USD/CAD: bad times for loonie
USD/CAD is trading in the 1.0660 area after it spiked to 1.0707 yesterday, the highest level since the middle of 2010.
The Bank of Canada kept his main interest rate unchanged at 1% and said the risks of inflation staying below target “appear to be greater”. The central bank’s tone hasn’t changed much since October meeting when it switched from a soft tightening to a neutral mood.
Analysts at Credit Agricole point out that USD/CAD is driven by the difference in monetary policies of the US and Canadian central banks. US 10-year yield rose by 23 bps over the past month while the Canadian 10-year added only 15 bps. Canada’s disinflationary concerns may continue supporting the pair. Another bearish factor for CAD is a drop in prices of commodities such as gold and oil.

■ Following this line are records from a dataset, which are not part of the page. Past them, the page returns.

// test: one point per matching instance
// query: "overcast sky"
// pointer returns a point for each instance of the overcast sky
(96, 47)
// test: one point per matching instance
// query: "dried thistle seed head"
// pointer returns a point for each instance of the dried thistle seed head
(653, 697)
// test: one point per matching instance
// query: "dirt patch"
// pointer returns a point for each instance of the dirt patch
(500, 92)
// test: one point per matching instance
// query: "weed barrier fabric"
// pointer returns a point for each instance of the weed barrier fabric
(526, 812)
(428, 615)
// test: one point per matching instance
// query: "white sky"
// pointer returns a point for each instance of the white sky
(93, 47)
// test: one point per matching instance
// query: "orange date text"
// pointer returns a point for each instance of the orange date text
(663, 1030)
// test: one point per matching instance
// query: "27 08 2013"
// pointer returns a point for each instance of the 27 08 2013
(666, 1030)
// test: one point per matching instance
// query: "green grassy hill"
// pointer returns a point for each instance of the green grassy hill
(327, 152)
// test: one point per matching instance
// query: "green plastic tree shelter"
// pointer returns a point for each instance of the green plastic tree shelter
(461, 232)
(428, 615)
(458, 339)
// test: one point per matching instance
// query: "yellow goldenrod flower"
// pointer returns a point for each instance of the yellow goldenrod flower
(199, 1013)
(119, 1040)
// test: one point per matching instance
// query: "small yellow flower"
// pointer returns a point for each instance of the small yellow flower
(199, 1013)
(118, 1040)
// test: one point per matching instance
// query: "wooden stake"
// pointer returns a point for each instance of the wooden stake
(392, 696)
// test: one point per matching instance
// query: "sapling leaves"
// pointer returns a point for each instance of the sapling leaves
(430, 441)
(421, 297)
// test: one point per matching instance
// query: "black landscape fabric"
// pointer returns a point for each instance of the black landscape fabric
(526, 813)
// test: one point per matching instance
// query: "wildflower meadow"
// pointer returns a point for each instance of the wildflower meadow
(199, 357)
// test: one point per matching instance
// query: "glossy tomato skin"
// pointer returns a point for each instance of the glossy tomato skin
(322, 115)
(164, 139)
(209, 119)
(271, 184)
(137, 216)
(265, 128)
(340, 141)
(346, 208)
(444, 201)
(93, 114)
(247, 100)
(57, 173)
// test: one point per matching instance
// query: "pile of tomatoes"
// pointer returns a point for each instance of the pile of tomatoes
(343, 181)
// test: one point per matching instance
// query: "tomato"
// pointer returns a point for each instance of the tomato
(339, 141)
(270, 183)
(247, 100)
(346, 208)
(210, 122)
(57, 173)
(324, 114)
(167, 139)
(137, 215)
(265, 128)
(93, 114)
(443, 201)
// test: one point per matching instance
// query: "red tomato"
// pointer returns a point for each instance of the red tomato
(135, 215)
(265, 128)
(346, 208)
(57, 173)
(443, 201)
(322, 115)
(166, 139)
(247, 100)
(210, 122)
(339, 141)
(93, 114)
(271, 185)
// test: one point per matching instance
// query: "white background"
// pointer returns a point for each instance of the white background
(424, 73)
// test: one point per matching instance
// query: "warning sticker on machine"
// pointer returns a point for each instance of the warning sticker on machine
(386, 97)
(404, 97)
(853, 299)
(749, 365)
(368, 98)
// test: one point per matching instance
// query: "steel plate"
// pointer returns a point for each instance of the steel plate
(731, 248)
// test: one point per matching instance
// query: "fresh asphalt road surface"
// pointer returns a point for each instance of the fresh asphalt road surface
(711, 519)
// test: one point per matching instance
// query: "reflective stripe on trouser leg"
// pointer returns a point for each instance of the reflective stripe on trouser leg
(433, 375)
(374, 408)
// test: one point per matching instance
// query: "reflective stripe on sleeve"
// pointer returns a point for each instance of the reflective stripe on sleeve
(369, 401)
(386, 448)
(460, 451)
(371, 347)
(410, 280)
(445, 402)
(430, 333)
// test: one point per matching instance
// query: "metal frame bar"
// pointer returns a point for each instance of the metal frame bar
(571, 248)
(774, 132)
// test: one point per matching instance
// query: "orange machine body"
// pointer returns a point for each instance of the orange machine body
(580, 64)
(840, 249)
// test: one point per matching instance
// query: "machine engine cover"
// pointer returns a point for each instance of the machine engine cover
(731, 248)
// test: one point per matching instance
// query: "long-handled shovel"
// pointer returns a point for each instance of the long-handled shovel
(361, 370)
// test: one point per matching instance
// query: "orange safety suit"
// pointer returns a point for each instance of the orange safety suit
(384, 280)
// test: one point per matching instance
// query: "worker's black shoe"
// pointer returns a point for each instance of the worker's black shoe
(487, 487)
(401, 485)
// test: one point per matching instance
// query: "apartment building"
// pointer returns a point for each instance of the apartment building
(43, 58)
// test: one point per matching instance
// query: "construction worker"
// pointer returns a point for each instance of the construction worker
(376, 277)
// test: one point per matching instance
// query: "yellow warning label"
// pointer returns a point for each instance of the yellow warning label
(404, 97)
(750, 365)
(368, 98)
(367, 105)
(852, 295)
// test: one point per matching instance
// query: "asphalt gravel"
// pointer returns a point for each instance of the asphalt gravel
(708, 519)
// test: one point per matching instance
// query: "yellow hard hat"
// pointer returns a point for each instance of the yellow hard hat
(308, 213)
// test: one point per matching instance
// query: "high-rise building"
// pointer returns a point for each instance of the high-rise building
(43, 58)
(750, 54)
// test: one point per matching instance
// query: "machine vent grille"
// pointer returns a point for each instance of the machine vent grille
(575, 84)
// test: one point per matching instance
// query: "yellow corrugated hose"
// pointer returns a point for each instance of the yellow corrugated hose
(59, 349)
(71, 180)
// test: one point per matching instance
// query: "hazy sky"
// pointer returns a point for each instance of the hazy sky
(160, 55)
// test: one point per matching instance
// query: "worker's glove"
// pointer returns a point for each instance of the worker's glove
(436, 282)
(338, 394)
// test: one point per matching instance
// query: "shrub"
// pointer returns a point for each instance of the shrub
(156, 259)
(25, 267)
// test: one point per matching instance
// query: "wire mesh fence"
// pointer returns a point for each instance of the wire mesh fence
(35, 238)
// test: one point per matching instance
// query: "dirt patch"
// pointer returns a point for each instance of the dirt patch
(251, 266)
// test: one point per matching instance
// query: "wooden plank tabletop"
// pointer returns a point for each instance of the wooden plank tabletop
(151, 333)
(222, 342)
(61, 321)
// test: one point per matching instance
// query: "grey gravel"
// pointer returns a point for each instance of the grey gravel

Still, CA regards the situation in Canada as much better than in other G10 economies and recommend waiting for higher levels in EUR/CAD and AUD/CAD to enter shorts. Societe Generale is sure that USD/CAD will break 1.0700 in the next wave of acceleration.
Support lies at 1.0650, 1.0605 and 1.0560. Resistance is at 1.0700, 1.0745 and 1.0780.
There will be important data from Canada as well today: building permits at 13:30 GMT and Ivey PMI at 15:00 GMT. Analysts also forecast that US Q3 GDP growth reading will be raised.